The father and his son is not noble by birth, and so there is much the father and his son will never fathom about the ways of the gods that watch over us, there is much the father and his son does not hear that the gods would whisper in the ears of a king.
“So it has to be one thing he’s referring to,” Rolando said. “One noble. One king. Something like that. Whatever it is, the pair of symbols appears all over the manuscript.”
Chel studied the glyphs again. Scribes commonly used word pairings in new ways for stylistic flourish, so it was likely this one was using the pair to signify something other than the literal translation.
“Could it have something to do with noble titles being passed down from fathers to their sons?” Rolando asked. “Patrilinearity?”
Chel doubted it but was having trouble focusing. “Let me think about it.”

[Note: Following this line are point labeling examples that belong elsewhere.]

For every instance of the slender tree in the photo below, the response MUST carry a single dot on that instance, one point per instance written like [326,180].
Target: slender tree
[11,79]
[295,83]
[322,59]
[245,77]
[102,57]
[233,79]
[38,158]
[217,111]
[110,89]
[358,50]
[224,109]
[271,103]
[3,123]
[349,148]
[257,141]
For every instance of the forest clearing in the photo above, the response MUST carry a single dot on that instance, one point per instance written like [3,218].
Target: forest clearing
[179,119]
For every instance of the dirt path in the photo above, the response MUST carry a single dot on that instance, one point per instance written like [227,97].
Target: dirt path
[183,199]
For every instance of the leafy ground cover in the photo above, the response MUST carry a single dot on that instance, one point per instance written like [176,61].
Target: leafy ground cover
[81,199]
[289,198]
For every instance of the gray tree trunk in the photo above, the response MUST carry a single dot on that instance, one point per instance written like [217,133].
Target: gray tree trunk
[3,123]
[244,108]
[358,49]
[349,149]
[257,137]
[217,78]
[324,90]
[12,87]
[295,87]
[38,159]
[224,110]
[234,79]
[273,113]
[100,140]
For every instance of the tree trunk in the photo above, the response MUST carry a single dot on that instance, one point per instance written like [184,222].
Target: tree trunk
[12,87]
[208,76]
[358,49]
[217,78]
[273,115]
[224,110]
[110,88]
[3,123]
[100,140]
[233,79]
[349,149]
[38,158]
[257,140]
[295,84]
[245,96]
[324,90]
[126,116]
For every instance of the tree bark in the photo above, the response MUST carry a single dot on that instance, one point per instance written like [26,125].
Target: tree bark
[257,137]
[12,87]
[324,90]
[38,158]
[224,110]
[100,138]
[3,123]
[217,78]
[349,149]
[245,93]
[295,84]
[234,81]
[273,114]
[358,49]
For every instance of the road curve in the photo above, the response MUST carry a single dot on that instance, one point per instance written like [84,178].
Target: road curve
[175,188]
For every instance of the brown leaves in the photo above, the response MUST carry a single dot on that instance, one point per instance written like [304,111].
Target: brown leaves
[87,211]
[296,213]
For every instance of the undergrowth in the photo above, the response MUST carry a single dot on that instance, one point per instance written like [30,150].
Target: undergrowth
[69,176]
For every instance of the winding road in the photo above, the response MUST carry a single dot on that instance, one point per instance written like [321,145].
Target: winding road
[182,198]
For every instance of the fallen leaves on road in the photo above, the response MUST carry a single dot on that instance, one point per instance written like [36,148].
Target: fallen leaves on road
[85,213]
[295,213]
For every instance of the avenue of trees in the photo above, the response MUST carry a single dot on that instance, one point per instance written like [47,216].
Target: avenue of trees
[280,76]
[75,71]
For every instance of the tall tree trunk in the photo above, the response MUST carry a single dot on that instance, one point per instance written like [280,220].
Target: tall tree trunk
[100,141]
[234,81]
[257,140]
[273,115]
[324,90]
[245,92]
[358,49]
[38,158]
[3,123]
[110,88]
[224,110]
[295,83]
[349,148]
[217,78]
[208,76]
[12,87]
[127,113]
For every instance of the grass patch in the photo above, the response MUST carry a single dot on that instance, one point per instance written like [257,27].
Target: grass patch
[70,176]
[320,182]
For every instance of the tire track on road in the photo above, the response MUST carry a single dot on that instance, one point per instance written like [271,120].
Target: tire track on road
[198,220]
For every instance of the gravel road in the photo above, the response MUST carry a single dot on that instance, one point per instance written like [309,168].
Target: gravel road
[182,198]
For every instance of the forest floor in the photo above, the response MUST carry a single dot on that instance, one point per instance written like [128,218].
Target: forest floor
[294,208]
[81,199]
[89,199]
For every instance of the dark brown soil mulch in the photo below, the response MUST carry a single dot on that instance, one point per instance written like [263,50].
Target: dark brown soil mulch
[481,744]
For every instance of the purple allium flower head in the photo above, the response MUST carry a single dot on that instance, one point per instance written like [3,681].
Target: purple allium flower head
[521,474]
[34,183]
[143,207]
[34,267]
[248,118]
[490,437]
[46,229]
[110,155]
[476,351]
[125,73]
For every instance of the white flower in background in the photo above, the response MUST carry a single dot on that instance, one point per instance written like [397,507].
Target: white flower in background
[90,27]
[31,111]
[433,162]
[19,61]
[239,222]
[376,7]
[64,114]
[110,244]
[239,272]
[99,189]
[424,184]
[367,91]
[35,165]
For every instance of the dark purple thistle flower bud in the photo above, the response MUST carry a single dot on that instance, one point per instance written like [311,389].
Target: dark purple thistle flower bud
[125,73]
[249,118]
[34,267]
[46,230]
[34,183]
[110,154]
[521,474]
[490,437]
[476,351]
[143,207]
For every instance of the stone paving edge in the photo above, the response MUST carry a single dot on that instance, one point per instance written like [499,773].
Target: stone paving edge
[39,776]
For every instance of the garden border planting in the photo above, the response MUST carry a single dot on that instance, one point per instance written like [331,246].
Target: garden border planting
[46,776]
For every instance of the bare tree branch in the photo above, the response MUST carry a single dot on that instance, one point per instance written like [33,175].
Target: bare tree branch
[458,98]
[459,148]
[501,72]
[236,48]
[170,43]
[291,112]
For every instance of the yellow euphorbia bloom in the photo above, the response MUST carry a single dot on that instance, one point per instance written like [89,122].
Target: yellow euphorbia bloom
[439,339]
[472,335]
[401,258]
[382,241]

Rolando tapped on her desk. “I know you don’t want to hear this, and I understand your concerns, really. But this is really a syntax question, and Victor’s the best there is. He could be very helpful with this, and I think you have to put your personal issues aside.”
“You and I can figure it out,” Chel said.
“Until we know what this is, it’ll be difficult to make much more progress. On the first page alone the combination appears ten times after the first paragraph. On some of the later pages it shows up two dozen times.”
“I’ll work on it,” Chel told him. “Thanks,” she added.
Rolando retreated into the lab, and Chel went back to her laptop. Checking the Los Angeles Times site, she found newly posted articles about Volcy and Presbyterian. But something else caught her attention: photographs of cars piled up atop one another on the 101 freeway, and people being pulled from the wreckage.
In the middle of it all was a green SUV.